Ce ping-pong continu entre l'Est et l'Ouest pour Musique et jeux vidéo, après une pause forcée due au modèle OLED de la Nintendo Switch, nous amène à un autre compositeur américain : Stewart Copeland. Cet artiste boucle le cercle ouvert par Caparezza, car l'œuvre musicale de Copeland n'est pas née dans le contexte du jeu vidéo : la plupart le connaissent comme un le batteur de Police. Si le nom ne vous dit toujours rien, sachez juste que c'est le groupe qui précède la carrière de Sting solo. En plus de son travail sur console, l'auteur a également composé pour des films et des séries télévisées.

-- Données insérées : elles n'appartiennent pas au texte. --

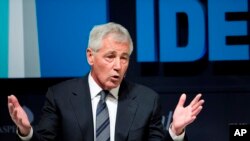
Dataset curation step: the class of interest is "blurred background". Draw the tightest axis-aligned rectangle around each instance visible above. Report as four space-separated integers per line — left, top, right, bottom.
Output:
0 0 250 141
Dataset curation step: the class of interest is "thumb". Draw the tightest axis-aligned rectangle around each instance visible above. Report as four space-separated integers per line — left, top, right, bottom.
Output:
177 93 187 107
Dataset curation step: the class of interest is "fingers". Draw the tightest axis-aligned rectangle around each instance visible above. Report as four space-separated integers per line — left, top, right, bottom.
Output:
177 94 187 107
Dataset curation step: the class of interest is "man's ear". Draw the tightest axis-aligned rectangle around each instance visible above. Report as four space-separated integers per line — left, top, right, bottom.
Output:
86 48 94 66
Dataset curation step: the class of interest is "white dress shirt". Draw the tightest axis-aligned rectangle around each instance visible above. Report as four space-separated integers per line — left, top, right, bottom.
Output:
17 73 185 141
88 74 120 141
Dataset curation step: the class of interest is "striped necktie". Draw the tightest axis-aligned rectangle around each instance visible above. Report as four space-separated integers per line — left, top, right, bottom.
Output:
96 90 110 141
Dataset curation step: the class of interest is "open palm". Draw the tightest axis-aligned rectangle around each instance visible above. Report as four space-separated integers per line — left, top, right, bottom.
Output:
171 94 204 135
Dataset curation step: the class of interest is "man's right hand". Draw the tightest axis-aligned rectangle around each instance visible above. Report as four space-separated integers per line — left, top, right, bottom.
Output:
8 95 31 136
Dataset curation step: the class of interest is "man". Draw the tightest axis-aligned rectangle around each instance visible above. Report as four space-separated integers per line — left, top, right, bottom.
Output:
8 23 204 141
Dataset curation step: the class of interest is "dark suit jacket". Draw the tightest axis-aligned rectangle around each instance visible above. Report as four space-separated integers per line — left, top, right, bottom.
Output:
32 76 179 141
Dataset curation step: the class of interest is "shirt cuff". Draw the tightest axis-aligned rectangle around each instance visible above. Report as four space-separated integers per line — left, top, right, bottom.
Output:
168 126 185 141
16 127 33 141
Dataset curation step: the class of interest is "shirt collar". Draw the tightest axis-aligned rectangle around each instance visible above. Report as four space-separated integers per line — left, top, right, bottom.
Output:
88 72 120 99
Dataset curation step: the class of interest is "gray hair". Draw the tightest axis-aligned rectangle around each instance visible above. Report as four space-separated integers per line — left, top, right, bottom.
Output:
88 22 133 54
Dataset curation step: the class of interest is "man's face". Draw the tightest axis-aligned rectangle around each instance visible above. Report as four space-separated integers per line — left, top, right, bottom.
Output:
87 36 130 90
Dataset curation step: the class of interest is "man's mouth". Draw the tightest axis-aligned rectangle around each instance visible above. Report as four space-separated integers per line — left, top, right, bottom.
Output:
111 75 120 81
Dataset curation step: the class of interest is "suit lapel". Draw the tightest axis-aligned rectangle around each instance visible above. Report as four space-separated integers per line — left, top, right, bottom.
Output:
70 76 94 140
115 82 137 141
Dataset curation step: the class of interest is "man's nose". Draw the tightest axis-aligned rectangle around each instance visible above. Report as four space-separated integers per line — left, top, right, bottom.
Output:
114 58 121 70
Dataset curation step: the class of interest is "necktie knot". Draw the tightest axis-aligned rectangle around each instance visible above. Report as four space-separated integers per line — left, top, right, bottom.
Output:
96 90 110 141
100 90 109 103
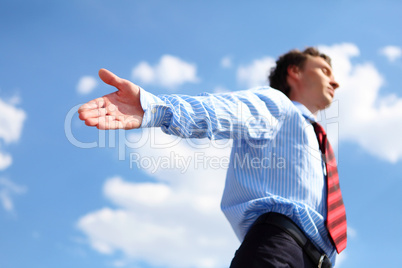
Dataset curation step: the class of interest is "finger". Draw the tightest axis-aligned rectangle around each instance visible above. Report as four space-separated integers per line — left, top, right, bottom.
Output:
78 97 105 113
96 116 123 130
99 69 122 87
99 69 139 91
79 108 108 120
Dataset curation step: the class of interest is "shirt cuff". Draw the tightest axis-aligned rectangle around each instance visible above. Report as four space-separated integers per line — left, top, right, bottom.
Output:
140 87 172 128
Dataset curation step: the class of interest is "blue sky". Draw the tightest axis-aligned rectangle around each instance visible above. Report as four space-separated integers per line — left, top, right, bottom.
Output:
0 0 402 268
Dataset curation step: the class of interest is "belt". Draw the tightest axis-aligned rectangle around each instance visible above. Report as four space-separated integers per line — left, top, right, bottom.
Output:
254 212 332 268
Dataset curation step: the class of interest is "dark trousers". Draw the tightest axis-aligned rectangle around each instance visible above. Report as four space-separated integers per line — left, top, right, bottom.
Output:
230 223 317 268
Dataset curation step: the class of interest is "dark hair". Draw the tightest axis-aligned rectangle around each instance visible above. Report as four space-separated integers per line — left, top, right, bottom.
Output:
268 47 331 97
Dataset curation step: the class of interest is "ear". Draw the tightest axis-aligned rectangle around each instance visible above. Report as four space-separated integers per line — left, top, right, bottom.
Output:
288 65 300 80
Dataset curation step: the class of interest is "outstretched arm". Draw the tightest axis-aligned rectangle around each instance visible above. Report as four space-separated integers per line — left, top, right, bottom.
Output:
78 69 144 129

Evidemment, on ne manquera pas de replacer cet artiste dans le même contexte que Akira Yamaoka, Yoko Shimomura, David Wise, Motoi Sakuraba, Josh Mancell, Koji Kondo, Grant Kirkhope et Nobuo Uematsu. Les fans de la franchise de jeux vidéo en question sauront déjà où nous voulons aller, mais jamais comme aujourd'hui nous n'aurons à prendre notre temps : si le magazine Rolling Stone l'a défini en 2016 le XNUMXème meilleur batteur de tous les temps et s'il est entré au Rock and Roll Hall of Fame en tant que membre de The Police en 2003 (et au Modern Drummer Hall of Fame en 2005, ainsi qu'au Classic Drummer Hall of Fame en 2013), cette fois il y a beaucoup à dire.

"Depuis que tu es une bouffée de fumée, nous savions que..."

Stewart Armstrong Copeland est né à Alexandria, en Virginie, le 16 Juillet de la 1952, dans un contexte familial étranger à la fois à la musique et, évidemment, aux jeux vidéo. La mère est en fait l'archéologue écossaise Lorraine Adie, tandis que le père est un agent (et membre fondateur !) de la CIA d'Alabama, Miles Copeland Junior. La famille a déménagé temporairement à Caire quand le petit Stewart avait encore quelques mois, et plus tard à Beyrouth où le garçon a fréquenté l'American Community School. Malgré l'agitation de la délocalisation, cependant, le talent musical n'a pas tardé à émerger.



Déjà à douze ans, Copeland a étudié comme batteur et a commencé à jouer pour des danses scolaires au cours des douze premiers mois. Il a ensuite déménagé en Angleterre, étudiant de 1967 à 1969 au pensionnat de Millfield dans le Somerset. Puis, enfin, la côte ouest américaine : en Californie, il étudie à l'Université internationale Alliant et à l'Université californienne de Berkeley. Le frère aîné, Miles Copeland III, a fondé la société IRS Records et devient gérante par The Police, supervisant les autres projets musicaux de l'artiste. Son autre frère, feu Ian Copeland, l'a également aidé.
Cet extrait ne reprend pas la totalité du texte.